When we are in an exploratory state of mind, however, we seek the thrill, we are curious and creative, and we are open-minded and daring, even if it could potentially harm us. In exploration mode, we are ready to sacrifice some safety for the sake of learning and experiencing. Indeed, what distinguishes these two extreme states is our tolerance for uncertainty. What invokes thrill in an exploratory state of mind would result in anxiety when we are in an exploitatory state of mind. Our mind is dynamic, and we constantly shift between being more exploratory or more exploitatory, depending on context and circumstances.

There is no good or bad state of mind, but rather a state of mind that fits more or less the specific situation we are in. Just like the pupil in our eyes can open or close depending on the level of light around us, our entire mind can change to fit our environment. In some situations, exploiting the familiar is critical for our protection and survival. How would I have ever fallen in love with Varanasi if I did not allow myself to be an explorer?

‘Immersion is a gift waiting inside our brain’, you say in ‘Mindwandering’. What do you mean by immersion and how do we leverage it?

Immersion is a state of mind that is often overlooked, yet it is the main vehicle for living our lives to the fullest.

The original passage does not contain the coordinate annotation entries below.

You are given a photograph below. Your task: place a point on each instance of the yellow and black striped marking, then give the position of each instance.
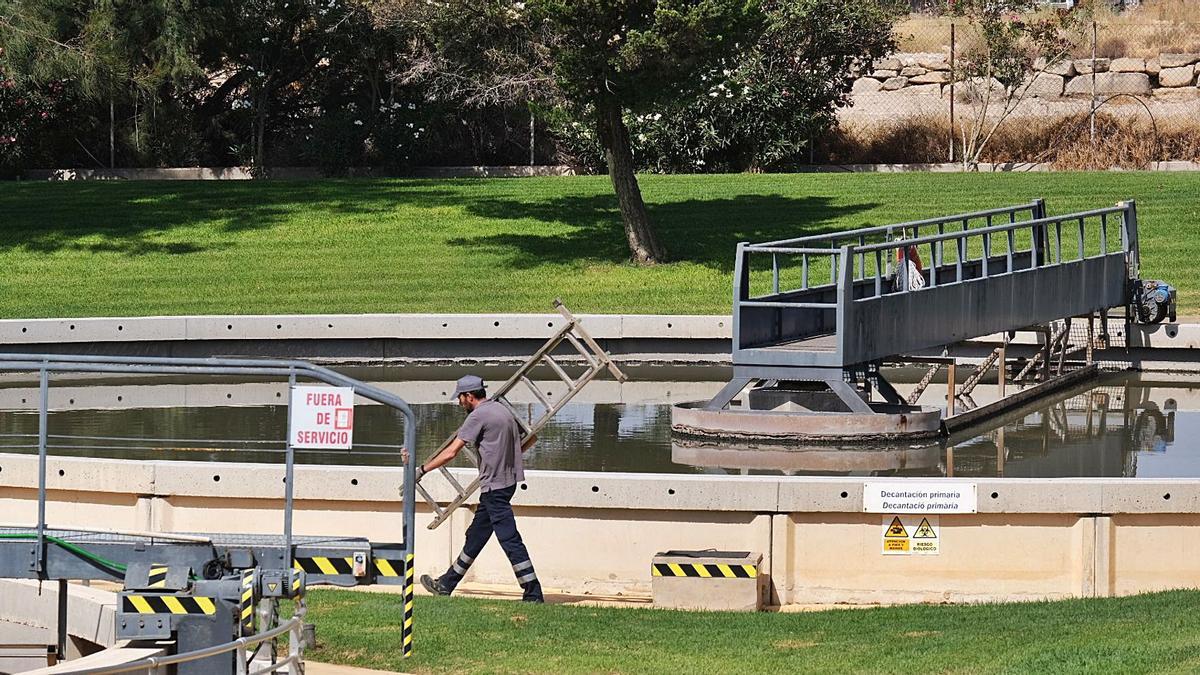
(407, 631)
(328, 566)
(706, 571)
(247, 602)
(391, 568)
(157, 577)
(168, 604)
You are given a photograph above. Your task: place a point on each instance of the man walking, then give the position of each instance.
(495, 434)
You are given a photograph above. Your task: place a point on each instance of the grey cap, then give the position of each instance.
(468, 383)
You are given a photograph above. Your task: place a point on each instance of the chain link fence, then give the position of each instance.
(1127, 95)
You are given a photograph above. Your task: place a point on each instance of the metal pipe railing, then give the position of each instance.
(1032, 207)
(46, 364)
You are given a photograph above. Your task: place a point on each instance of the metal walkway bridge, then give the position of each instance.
(831, 308)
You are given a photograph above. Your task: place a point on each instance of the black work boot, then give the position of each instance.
(436, 586)
(532, 592)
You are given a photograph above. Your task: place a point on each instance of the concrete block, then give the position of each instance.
(1177, 60)
(1127, 64)
(1177, 77)
(679, 580)
(1086, 66)
(47, 330)
(923, 89)
(1134, 83)
(1047, 85)
(865, 85)
(1060, 67)
(934, 63)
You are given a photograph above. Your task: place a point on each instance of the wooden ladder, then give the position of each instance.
(595, 359)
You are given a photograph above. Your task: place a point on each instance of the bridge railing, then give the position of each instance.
(995, 250)
(804, 272)
(817, 291)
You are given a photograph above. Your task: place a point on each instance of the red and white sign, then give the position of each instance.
(322, 417)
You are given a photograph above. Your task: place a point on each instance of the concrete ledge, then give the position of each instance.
(575, 489)
(598, 532)
(358, 327)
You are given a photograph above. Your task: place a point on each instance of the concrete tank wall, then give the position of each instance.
(597, 532)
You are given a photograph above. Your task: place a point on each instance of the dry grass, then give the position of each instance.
(1153, 28)
(1063, 141)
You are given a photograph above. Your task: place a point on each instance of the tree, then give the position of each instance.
(1015, 46)
(763, 107)
(598, 59)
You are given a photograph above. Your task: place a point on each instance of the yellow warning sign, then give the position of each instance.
(906, 535)
(924, 531)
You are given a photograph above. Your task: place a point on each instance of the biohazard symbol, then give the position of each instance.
(924, 531)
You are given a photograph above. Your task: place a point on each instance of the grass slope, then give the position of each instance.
(1152, 633)
(131, 249)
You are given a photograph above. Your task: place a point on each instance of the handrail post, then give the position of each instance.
(43, 404)
(845, 297)
(1129, 238)
(741, 291)
(1039, 232)
(288, 478)
(295, 653)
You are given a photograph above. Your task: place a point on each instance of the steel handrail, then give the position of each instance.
(983, 231)
(886, 228)
(240, 643)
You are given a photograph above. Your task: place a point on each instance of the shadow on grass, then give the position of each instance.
(699, 231)
(138, 219)
(133, 217)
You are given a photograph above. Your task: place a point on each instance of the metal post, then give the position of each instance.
(63, 620)
(1003, 365)
(43, 404)
(288, 475)
(295, 646)
(952, 90)
(949, 388)
(1092, 114)
(409, 530)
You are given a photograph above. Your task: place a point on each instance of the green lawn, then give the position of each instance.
(1152, 633)
(129, 249)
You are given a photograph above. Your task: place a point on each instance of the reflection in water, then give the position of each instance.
(1121, 428)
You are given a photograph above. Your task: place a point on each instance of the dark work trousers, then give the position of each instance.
(495, 514)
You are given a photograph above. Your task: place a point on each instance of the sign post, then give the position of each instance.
(318, 417)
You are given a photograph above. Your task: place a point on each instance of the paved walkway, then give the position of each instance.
(313, 668)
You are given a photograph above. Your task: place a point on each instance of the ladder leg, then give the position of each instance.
(727, 393)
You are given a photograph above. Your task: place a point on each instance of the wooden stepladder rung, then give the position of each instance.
(598, 360)
(537, 392)
(558, 370)
(516, 416)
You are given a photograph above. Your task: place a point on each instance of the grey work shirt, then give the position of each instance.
(492, 430)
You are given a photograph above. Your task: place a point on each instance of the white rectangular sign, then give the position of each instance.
(322, 417)
(911, 535)
(919, 497)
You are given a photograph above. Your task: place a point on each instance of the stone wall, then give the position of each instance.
(930, 73)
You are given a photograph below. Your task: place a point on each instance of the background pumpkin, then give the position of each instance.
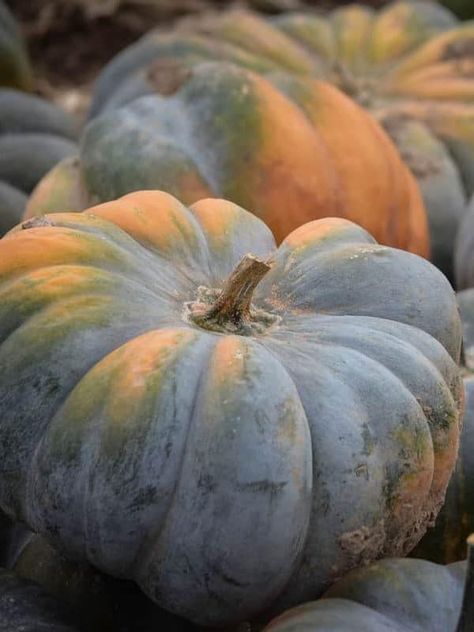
(285, 150)
(401, 595)
(34, 136)
(410, 64)
(243, 476)
(100, 603)
(15, 71)
(27, 607)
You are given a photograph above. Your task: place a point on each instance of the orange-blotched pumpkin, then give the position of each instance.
(229, 424)
(410, 64)
(291, 149)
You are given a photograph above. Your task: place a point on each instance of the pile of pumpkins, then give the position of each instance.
(230, 419)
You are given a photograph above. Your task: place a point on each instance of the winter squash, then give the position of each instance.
(293, 150)
(34, 136)
(27, 607)
(464, 252)
(444, 543)
(410, 64)
(15, 71)
(160, 422)
(397, 595)
(100, 603)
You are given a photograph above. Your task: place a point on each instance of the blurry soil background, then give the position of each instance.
(69, 41)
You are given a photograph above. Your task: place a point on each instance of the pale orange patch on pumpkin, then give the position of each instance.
(147, 359)
(290, 145)
(153, 218)
(216, 217)
(376, 190)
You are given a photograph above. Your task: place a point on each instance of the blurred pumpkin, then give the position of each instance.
(34, 136)
(15, 71)
(397, 595)
(293, 151)
(445, 542)
(203, 426)
(100, 603)
(410, 64)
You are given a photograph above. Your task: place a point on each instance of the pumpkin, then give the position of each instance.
(15, 71)
(464, 251)
(293, 151)
(463, 8)
(102, 603)
(180, 412)
(410, 64)
(445, 542)
(34, 136)
(393, 595)
(27, 607)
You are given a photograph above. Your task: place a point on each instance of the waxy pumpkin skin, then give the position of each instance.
(218, 469)
(34, 136)
(26, 607)
(409, 64)
(393, 595)
(15, 71)
(445, 542)
(293, 150)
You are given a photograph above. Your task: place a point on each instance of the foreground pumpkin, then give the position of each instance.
(34, 136)
(15, 71)
(164, 424)
(292, 151)
(445, 542)
(410, 64)
(392, 596)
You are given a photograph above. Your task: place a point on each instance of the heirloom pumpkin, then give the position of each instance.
(227, 429)
(34, 136)
(293, 150)
(15, 71)
(101, 603)
(444, 543)
(410, 64)
(464, 253)
(401, 595)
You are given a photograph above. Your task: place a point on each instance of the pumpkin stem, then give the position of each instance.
(231, 309)
(466, 621)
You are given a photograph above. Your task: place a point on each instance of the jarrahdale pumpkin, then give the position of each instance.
(292, 150)
(445, 542)
(34, 136)
(15, 70)
(99, 603)
(393, 595)
(464, 253)
(26, 607)
(410, 64)
(226, 423)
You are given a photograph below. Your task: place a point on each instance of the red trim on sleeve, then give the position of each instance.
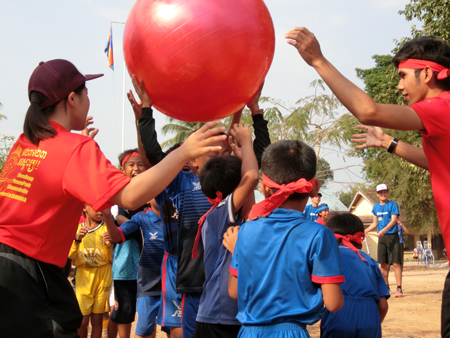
(122, 237)
(328, 280)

Our mind can have various perspectives: we can be mindwandering when we shouldn’t and then miss the present; or we can be totally immersed in the experience, just experiencing, not thinking about anything, not planning, not wandering, not deliberating, and momentarily without a sense of self and time. Think, an exhilarating rollercoaster ride.

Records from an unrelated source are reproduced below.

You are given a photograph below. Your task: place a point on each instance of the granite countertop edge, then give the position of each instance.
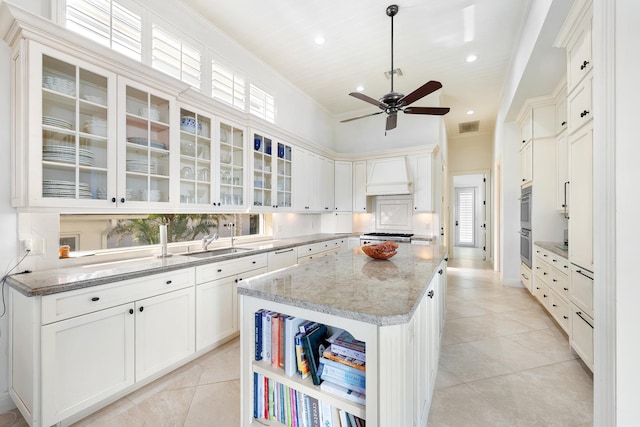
(47, 282)
(553, 247)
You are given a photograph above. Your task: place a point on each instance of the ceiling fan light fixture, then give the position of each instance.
(397, 72)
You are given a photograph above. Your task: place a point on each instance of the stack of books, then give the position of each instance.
(276, 401)
(343, 368)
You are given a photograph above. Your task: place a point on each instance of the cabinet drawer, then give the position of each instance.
(581, 289)
(222, 269)
(559, 309)
(525, 276)
(65, 305)
(581, 335)
(579, 105)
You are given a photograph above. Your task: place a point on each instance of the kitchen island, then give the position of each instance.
(395, 306)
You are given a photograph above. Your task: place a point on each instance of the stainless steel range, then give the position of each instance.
(382, 237)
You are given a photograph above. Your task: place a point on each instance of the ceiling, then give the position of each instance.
(429, 45)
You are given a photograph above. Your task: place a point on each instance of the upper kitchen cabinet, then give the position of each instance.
(231, 171)
(145, 158)
(343, 186)
(421, 166)
(64, 135)
(272, 173)
(196, 154)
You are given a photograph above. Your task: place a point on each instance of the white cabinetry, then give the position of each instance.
(343, 186)
(360, 187)
(217, 300)
(96, 342)
(421, 166)
(272, 173)
(230, 174)
(64, 140)
(581, 198)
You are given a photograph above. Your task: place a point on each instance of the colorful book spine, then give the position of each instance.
(348, 369)
(344, 392)
(349, 361)
(275, 340)
(258, 334)
(266, 339)
(348, 352)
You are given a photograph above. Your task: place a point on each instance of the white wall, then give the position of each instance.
(8, 218)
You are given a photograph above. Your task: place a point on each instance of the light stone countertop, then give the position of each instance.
(553, 247)
(352, 285)
(53, 281)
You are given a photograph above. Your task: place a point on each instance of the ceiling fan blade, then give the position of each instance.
(436, 111)
(360, 117)
(422, 91)
(368, 99)
(392, 121)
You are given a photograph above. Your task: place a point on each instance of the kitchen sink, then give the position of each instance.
(216, 252)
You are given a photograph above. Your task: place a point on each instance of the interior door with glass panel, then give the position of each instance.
(465, 201)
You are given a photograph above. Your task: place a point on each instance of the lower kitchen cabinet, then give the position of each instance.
(165, 331)
(86, 359)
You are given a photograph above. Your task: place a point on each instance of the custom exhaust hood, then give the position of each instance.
(389, 176)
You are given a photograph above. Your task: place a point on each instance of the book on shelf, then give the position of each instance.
(341, 378)
(314, 344)
(275, 340)
(344, 344)
(343, 392)
(349, 361)
(291, 327)
(346, 368)
(258, 333)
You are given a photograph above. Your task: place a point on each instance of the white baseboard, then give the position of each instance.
(6, 403)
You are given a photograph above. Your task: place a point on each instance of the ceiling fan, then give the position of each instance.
(393, 102)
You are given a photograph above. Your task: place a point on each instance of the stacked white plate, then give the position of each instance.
(59, 84)
(67, 154)
(66, 189)
(96, 127)
(53, 121)
(141, 166)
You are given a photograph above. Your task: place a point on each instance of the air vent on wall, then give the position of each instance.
(467, 127)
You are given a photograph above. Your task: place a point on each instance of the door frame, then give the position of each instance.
(488, 210)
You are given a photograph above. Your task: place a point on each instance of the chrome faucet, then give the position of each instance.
(231, 226)
(206, 240)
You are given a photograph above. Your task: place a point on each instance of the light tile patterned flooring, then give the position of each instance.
(504, 362)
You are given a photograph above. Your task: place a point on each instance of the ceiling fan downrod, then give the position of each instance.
(391, 12)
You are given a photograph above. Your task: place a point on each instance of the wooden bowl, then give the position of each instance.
(381, 250)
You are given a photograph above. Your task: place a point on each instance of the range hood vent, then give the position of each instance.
(388, 176)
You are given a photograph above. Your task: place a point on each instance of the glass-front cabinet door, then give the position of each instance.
(71, 131)
(196, 152)
(263, 167)
(231, 166)
(146, 146)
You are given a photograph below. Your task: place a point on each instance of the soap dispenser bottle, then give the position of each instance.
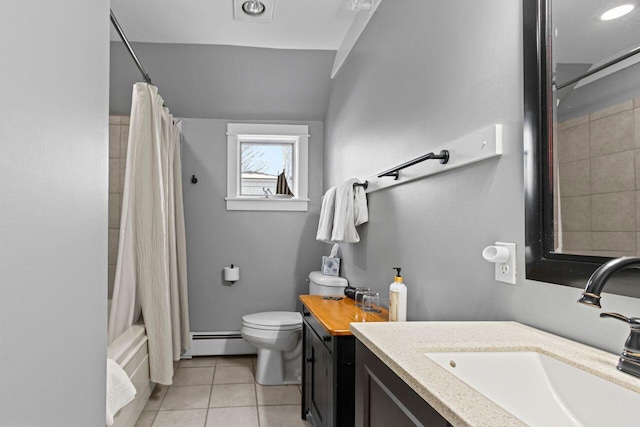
(397, 299)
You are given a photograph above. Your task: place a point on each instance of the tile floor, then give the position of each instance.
(221, 391)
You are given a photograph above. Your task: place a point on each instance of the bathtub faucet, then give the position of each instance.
(630, 358)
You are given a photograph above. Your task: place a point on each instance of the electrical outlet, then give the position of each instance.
(507, 272)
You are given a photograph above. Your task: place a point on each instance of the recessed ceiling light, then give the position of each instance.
(253, 7)
(616, 12)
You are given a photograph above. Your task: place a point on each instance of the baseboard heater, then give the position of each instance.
(218, 344)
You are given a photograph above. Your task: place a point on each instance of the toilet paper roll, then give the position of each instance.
(497, 254)
(231, 274)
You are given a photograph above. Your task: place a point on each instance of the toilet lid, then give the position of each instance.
(274, 318)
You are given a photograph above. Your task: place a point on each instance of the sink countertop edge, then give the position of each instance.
(402, 345)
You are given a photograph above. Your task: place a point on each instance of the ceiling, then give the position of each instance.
(583, 38)
(296, 24)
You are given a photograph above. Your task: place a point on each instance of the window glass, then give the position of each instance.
(264, 167)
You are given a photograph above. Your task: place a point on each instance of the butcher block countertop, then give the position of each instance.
(335, 316)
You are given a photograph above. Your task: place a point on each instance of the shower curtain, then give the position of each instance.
(151, 275)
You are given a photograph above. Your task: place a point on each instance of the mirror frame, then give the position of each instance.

What is the ‘invisible gorilla test’ and what does it reveal?

I had forgotten this was mentioned in the book, must be my invisible gorilla moment... The invisible gorilla is an amusing yet highly informative and seminal demonstration, originated by Ulric Neisser, showing that our attention can be so total that we could reliably miss big events in our surroundings. If you were to count basketball passes executed quickly, you are most likely, as the demonstration goes, to miss a gorilla passing amidst the players.

This effect is so strong and reliable that it has even been exploited in commercials, fooling viewers by making them miss some major visual aspects of the scene in front of them, presumably because they have been so captivated by the product that the commercial is promoting. Such ‘blindnesses’, as we call them, have clear and important implications even for everyday activities such as driving while attending to one thing and not another. Indeed, it seems that many road accidents could be explained by attention-related biases.

More generally, such demonstrations, and there are many of them, help us understand better how we consume our environment. In spite of our subjective feeling that we see the world as it is, what Immanuel Kant called the-thing-in-itself, our actual perception is a mixture of veridical information coming from our senses and information we have in memory such as expectations, fears, and desires that can bias our perception away from reality.